I never doubt that you might be drinking at any moment.
why is it that everyone in pennsylvannia gets fucking prego??
Did you know they have alcohol AND weed delivery in Canada??? I'm not EVER coming home
Did Kevin really put his bar tab under the name Hercules last night?
Amazing how you can get from "Merry Christmas" to sex in three texts.
I could have done it in 2
Like, actually questioning if you ate dog shit last night
I pulled an all nighter. So hoped up on coffee and aderall. Pretty sure you could take my pulse through a snow jacket...

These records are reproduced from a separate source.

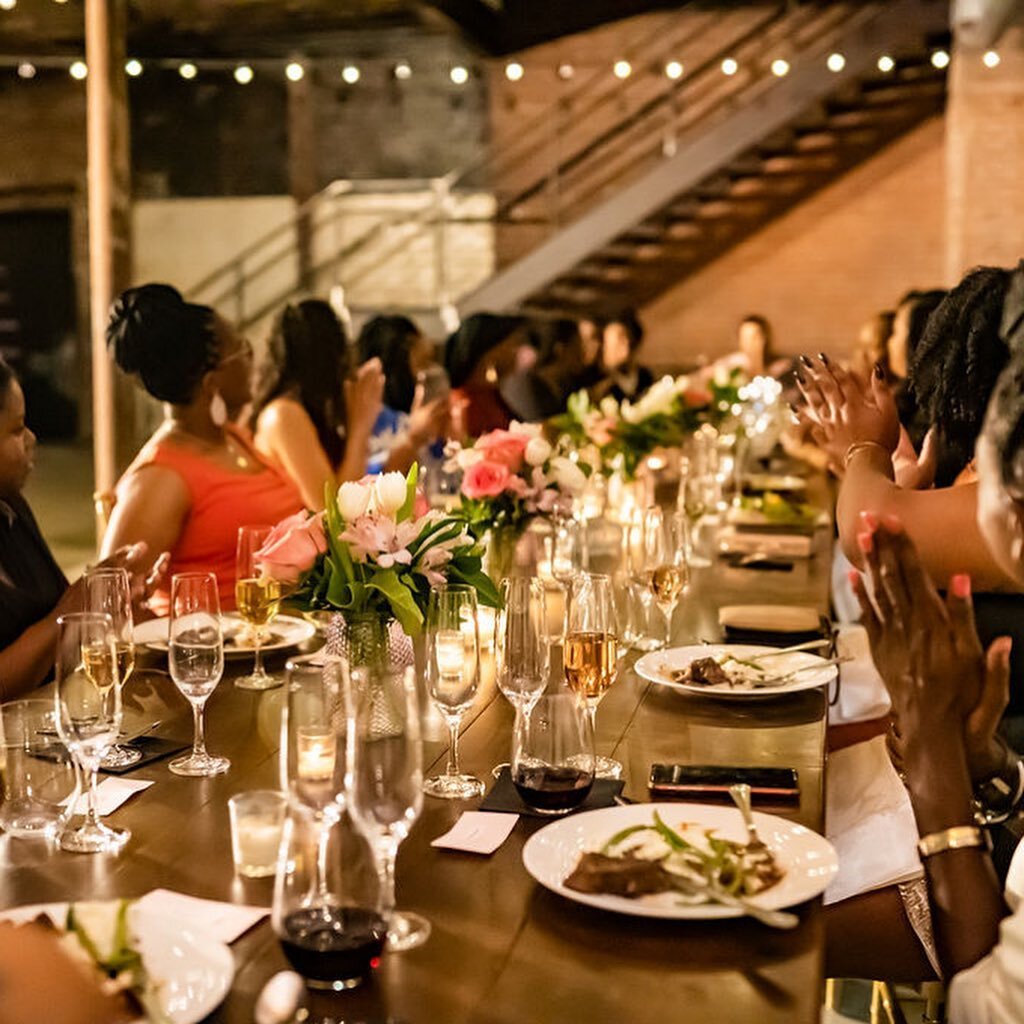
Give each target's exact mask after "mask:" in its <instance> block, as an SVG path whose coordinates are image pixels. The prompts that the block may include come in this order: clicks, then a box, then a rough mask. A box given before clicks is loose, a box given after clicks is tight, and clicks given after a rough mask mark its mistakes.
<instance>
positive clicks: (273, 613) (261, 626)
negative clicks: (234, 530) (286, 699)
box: [234, 526, 281, 690]
mask: <svg viewBox="0 0 1024 1024" xmlns="http://www.w3.org/2000/svg"><path fill="white" fill-rule="evenodd" d="M271 528H272V527H270V526H240V527H239V540H238V546H237V548H236V559H234V572H236V579H234V603H236V605H237V606H238V610H239V616H240V617H241V618H242V620H243V621H244V622H245V624H246V627H247V630H246V636H247V637H248V638H250V639H251V640H252V645H253V650H254V652H255V660H254V664H253V671H252V673H251V674H250V675H248V676H240V677H239V678H238V679H236V680H234V685H236V686H238V687H239V689H242V690H269V689H272V688H273V687H274V686H280V685H281V680H280V679H279V678H278V677H275V676H271V675H270V674H269V673H268V672H267V671H266V670H265V669H264V668H263V640H264V639H265V637H264V634H263V630H264V628H265V627H267V626H269V625H270V623H272V622H273V620H274V618H275V617H276V614H278V608H279V607H280V606H281V584H280V583H279V582H278V581H276V580H273V579H271V578H270V577H268V575H264V574H263V573H262V572H261V571H260V568H259V566H258V565H257V564H256V557H255V556H256V552H257V551H259V549H260V548H262V547H263V545H264V544H265V543H266V539H267V538H268V537H269V536H270V530H271Z"/></svg>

So this is what you do on your hungover days off put your balls into an egg carton?
He just walked up to me in the kitchen, pulled out his penis and stuck it in my sweatpants pocket.
It was probably cold. Sweatpants pockets are notoriously warm.
Serious questions. Who is that girl? Why is she wearing a tiara? And why does she keep asking about penis piercings?
It's not socially acceptable to be drunk in adult world. That fact makes me die a little inside.
I was walking out the front door and heard his roomate say "It looks like you need a chiropractor." I think my work here is done.
I woke up with my earring stuck inbetween my tits. Somehow you fucked my earring out and my boobs saved it. I'm pretty impressed with both of us right now.
It's the third day of class and I got told I smell like a distillery.